Unit tests are useful on any code that's larger than a few lines, regardless of language. I've definitely unit tested php code, even for relatively small projects, and have gotten immediate rewards from it.

Scotty Allen
You meant Test suites group similar test together, not test cases.
philippe
+1  A: 

If you write an application of any description, you should consider unit tests. Done properly, they force you to think about the quality of code you are delivering to your users. I think the issue you have here, is the difference between unit testing code and automated unit testing. Unit testing can be done as simply as writing down a set of tests and then manually running through them.

Automated unit testing, on the other hand, relies on you having some form of application/harness to run and rerun tests.

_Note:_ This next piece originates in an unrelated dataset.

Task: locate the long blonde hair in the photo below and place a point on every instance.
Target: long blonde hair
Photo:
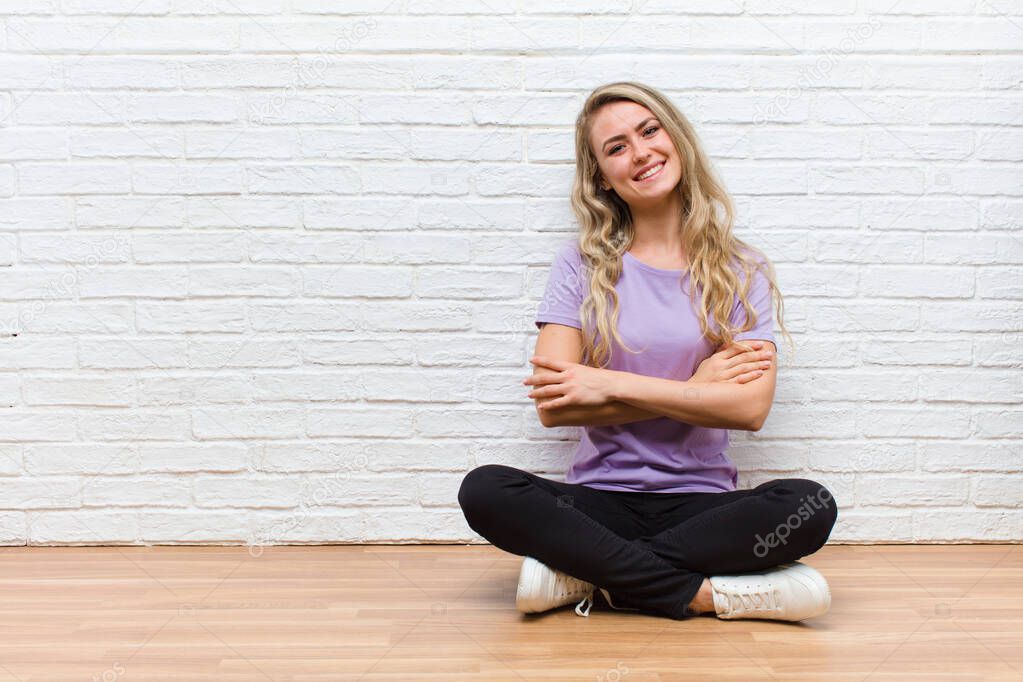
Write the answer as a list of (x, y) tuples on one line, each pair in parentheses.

With automated unit tests you can rerun tests just by pressing a button. So why is rerunning a test so important? Simply speaking, you don't write applications run tests on them once and then walk away from them. Write your tests so that you exercise your code in discrete little runs and run them throughout the development process. By doing this, with a well written set of tests, you stand a much better chance of identifying code that's been broken by upgrades.

Pete OHanlon
+3  A: 

In addition to what has already be answered, having tests cases covering your code allows you to proceed to Refactoring (improving your code design without modifying its observable behavior).

Unit test frameworks for PHP comprise PHPUnit and SimpleTest that have been compared on StackOverflow.

philippe
A: 

On why unit testing should be done in the first place, I would like to add the argument by Barry Boehm: "a fault discovered and corrected in the unit testing phase is more than a hundred times cheaper than if it is done after delivery to the customer."

While the multiplier does sound a bit rough, I think the argument definitely justifies testing.